Maren noted that we tend to see open education as another challenge alongside Brexit, the cost of living crisis, climate change, sustainability, etc., and ultimately it is never at the top of the agenda. She suggested that our opportunity is to present openness as a way to solve these challenges. It’s ingrained in us that openness is the extra step that teachers need more time, more funding, more skills, to take. Instead we need to highlight how openness could solve resource scarcity and training issues, and help small independent providers collaborate across sectors. We need to show openness as a way to solve these challenges, rather than as a stand alone challenge in its own right.

Photograph of Open Scotland Plenary Panel at the OER23 Conference.

Open Scotland Plenary Panel by Tim Winterburn.

Opening the discussion to the floor, members of the community put forward a range of comments and suggestions including:

  • Taking a whole population approach to education rather than a sectoral approach.

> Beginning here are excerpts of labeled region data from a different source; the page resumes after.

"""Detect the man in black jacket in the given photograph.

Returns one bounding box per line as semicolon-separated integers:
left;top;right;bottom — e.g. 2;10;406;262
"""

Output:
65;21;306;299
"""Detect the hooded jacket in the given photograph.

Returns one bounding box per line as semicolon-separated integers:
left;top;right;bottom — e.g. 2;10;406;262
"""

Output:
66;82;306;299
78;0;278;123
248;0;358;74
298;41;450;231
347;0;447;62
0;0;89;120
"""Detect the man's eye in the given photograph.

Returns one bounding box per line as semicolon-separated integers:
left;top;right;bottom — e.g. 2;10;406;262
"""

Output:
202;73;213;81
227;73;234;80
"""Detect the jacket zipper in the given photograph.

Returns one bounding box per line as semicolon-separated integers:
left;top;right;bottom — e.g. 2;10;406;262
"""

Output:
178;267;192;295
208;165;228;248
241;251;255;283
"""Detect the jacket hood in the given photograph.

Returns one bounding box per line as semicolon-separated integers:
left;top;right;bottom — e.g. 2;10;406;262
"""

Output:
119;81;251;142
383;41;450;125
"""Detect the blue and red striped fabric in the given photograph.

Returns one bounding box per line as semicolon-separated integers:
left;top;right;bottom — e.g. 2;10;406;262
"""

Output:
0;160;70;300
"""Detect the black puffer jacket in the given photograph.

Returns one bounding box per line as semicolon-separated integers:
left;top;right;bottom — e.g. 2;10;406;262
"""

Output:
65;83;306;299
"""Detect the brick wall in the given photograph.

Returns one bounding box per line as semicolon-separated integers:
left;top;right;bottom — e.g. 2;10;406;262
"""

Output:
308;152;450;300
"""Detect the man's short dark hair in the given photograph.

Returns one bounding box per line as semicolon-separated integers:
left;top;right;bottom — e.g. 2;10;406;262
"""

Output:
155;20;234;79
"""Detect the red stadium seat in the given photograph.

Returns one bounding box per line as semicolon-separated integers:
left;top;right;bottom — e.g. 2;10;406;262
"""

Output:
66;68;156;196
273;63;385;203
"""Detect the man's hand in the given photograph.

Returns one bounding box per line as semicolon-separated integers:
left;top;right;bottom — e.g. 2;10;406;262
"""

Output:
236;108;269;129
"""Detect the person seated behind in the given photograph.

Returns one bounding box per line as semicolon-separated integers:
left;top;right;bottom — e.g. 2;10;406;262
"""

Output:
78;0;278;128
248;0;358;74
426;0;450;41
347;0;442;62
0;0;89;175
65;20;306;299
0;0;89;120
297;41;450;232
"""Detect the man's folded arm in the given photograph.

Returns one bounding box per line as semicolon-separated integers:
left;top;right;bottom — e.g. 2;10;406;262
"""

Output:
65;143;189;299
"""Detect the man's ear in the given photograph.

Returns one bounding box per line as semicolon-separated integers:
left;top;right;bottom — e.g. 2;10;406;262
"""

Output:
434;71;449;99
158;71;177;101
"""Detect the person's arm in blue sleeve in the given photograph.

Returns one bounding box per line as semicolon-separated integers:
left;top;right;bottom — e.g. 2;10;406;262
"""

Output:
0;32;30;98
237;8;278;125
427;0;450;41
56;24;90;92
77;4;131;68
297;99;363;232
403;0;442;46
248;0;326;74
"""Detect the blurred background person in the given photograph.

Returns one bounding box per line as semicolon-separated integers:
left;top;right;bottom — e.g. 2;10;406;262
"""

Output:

Open education is a way to educate for all our futures, not just those who can afford a good education. Open educators should collaborate with demographic data experts to see how open education could address key challenges of our ageing population, including health and social care.
  • Start with early interventions at primary school level. How do children learn, what do they learn, what role models do they see? Start to train a new generation of people to think in different ways. Currently there is no mention of openness in the General Teaching Council programme, but a logical place to start would be with teaching staff who are teaching children how to learn. However because of concerns about GDPR, teachers work in closed environments, there are challenges around safeguarding and managing digital identities.
  • Scotland’s baby box has been an import mechanism for learning for both parents and children, why not add a leaflet about open education?
  • Scotland has always had a very egalitarian tradition of education, the principles of openness fit well with this tradition, from school all the way up, so it’s frustrating that we haven’t been able to introduce open education at school level.
  • Maybe we’re trying too hard to change policy, perhaps it would be better to focus on doing fun stuff and sharing open practice. Do what you can at the small level; small OER, rather than big OER. This can be really powerful. Sharing in small ways can make a difference.
  • People hear about Open Scotland and are interested in open education, but they’re constrained by their local authorities or their college marketing teams.
  • The strength of open education is in the grass roots, as soon as it get sucked into politics, it gets watered down. There is a risk that comes with government policy and funding. You cede some control when policy is dictated at that level. At grass roots level we can control it, shape it and manage it. It’s hard work pushing upwards but there is a danger when it comes from the other direction that we lose something and open education gets co-opted by people we may not wish to work with.
  • Robert Schuwer countered this point by noting that this has not happened in The Netherlands. Government support is provided at all levels of education but there is a lot of autonomy within institutions. The only mandates were the 2014 strategic agenda and a 2020 Open Access research mandate, both of which have been beneficial. Robert also noted that students lobbied the Education Minister and had directly input to the 2014 sharing agenda. This was also the case at the University of Edinburgh, where EUSA encouraged the University to support open education and OER.
  • We have a political problem in that our education ministers don’t know much about education, so openness is never a priority. We need to trust ourselves and continue with the grass roots work. We need to feed messages up to government ministers that open education can be a solution to sustainability and other strategic agendas. We need to take our advocacy up a notch, perhaps take out an advert in the press.

Next steps

The next step will be to continue synthesising the outputs of the workshop and plenary panel, captured in this Padlet, with a view to drafting a new Open Scotland manifesto to share with the community and move the open education agenda forward.